These magic moments, combined with Walker's incredible on-screen chemistry with Santa Barbara co-star A Martinez (the newest cast member on L.A. Law), provided the soap with its highest ratings and landed Walker a daytime Emmy. But with a changing of the guard in the writing and producing team and the grab-bag of bizarre behavior pretty much tapped out, Walker left the cushy existence of afternoon stardom a year ago.

She arrived as a virtual unknown in the world of prime-time casting. Still, last year Walker won the lead in Stephen J. Cannell's CBS series : Palace Guard, and this Sunday will star in the made-for-TV-movie Overexposed, which airs at 8 p.m. on ABC-Ch. 7.

"I've been battling being (unknown) since I've been out of daytime," Walker says. "I'm proud of the work I did on Santa Barbara, yet if I could shed that skin, it would be easier. What I have are polar emotions. Producers and casting directors are not always aware that a lot of people who watch me in daytime would follow me over to nighttime and watch me there."

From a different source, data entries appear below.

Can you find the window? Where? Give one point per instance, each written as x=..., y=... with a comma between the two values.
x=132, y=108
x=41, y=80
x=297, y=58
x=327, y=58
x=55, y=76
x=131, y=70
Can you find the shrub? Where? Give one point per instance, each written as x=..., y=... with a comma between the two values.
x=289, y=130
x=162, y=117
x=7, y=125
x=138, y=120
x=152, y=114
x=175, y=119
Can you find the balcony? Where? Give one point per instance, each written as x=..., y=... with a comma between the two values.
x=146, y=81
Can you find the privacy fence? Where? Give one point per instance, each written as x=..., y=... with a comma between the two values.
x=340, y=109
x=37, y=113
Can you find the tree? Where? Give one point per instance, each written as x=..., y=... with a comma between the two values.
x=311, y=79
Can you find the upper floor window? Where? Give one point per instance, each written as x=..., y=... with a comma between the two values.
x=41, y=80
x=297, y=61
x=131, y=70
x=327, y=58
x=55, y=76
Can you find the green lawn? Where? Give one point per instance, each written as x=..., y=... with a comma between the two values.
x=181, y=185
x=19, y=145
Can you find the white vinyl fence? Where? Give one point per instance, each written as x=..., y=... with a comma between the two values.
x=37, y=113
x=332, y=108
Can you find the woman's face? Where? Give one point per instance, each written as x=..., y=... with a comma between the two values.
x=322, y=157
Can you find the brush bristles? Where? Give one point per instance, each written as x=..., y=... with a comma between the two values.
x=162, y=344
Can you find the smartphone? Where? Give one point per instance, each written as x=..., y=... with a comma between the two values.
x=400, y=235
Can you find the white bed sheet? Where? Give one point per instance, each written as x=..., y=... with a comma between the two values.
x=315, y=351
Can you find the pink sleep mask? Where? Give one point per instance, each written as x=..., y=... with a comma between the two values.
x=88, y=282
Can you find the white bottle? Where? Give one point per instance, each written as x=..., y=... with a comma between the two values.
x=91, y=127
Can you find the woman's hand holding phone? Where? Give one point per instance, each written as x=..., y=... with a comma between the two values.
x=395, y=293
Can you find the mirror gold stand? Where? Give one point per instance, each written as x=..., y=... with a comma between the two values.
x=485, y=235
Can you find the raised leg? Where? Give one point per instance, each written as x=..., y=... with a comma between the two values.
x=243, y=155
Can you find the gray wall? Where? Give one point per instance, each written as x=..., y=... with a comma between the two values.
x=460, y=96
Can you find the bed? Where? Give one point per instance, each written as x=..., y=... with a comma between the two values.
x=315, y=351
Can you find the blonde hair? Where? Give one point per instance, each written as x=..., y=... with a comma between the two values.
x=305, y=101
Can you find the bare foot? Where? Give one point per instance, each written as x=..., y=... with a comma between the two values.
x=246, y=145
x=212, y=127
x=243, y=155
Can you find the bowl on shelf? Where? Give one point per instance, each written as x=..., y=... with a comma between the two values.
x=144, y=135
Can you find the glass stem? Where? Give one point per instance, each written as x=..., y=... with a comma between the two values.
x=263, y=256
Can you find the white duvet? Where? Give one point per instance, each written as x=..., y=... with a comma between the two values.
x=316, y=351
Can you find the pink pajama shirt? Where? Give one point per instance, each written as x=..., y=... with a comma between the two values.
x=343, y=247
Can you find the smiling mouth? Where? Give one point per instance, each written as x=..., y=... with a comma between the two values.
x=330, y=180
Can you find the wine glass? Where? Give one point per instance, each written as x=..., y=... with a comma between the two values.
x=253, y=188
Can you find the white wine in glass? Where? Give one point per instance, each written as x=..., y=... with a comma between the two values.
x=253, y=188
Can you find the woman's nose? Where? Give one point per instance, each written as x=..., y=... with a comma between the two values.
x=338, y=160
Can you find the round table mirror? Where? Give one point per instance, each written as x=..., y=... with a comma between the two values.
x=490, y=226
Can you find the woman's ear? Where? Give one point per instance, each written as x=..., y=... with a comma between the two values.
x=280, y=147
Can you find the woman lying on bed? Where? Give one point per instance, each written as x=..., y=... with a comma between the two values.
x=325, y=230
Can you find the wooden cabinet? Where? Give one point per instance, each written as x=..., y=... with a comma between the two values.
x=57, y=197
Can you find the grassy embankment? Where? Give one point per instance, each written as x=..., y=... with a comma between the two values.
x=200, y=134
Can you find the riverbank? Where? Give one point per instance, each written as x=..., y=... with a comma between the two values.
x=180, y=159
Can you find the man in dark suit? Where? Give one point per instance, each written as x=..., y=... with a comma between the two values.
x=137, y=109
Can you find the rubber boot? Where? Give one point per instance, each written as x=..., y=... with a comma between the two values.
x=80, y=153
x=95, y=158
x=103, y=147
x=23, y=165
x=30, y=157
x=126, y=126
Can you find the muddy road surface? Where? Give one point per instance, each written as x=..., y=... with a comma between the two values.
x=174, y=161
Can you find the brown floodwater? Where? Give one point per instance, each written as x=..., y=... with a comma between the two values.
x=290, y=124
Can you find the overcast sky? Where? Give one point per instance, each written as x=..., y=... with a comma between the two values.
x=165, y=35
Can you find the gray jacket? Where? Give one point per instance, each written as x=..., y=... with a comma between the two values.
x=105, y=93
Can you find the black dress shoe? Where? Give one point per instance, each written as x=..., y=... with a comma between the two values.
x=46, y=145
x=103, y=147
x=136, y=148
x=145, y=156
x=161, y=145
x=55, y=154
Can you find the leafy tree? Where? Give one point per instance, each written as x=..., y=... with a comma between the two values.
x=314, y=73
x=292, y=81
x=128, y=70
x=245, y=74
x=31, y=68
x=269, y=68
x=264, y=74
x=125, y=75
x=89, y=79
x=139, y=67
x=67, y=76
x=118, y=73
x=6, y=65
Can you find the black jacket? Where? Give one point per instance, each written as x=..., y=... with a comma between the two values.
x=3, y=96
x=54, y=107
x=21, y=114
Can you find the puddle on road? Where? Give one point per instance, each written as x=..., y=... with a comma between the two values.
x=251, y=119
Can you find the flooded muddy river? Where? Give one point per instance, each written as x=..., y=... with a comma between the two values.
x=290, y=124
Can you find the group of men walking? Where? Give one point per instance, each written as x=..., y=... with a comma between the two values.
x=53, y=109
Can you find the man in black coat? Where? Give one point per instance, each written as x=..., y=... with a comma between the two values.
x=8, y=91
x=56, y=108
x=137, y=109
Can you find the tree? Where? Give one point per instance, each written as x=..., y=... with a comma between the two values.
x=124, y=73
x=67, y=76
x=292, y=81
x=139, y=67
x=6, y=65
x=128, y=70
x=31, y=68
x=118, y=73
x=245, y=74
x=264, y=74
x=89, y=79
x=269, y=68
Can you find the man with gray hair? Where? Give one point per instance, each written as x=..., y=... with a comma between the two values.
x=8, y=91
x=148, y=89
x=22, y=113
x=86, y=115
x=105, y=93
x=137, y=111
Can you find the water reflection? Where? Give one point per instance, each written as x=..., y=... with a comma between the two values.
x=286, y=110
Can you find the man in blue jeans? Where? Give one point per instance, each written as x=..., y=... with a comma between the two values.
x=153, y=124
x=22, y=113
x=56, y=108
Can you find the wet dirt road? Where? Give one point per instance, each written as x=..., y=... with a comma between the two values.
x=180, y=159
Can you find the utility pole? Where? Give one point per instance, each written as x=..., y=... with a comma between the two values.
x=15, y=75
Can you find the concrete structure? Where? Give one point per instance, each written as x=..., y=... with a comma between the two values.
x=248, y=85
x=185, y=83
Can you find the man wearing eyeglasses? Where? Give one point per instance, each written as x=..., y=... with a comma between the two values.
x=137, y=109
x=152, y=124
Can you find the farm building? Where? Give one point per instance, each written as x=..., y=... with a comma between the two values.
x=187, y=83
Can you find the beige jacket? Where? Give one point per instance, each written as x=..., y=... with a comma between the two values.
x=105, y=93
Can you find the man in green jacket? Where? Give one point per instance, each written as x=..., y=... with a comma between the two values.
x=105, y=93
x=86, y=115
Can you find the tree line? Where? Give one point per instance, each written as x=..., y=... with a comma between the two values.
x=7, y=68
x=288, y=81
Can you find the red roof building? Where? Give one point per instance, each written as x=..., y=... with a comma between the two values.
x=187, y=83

The first of four movies produced for ABC by Oprah Winfrey's Harpo Productions, Overexposed, was filmed in Chicago last spring. Walker won the role just days before shooting was to begin, after Mare Winningham dropped out for personal reasons. Winfrey, an executive known to keep up with the soap scene and a longtime fan of Walker's, encouraged the actress to try out for the part.

"It made my day to have somebody so respected and so powerful say, "I want her"", Walker says from her home in Studio City, California. "The director didn't even know who I was. ABC said, "Why not do Susan Lucci (All My Children) ? We have a deal with her"."

Walker flew to Chicago, auditioned, and four days later began shooting the angst-filled, true-life domestic drama in which she plays a housewife conned into an affair with her husband's buddy, who, after being spurned, distributes videos of their lovemaking on the front lawns of all the neighbors.

"I've never played such a victim," says Walker. "She's emotionally whiplashed. At the end of it all, there's no relief for her."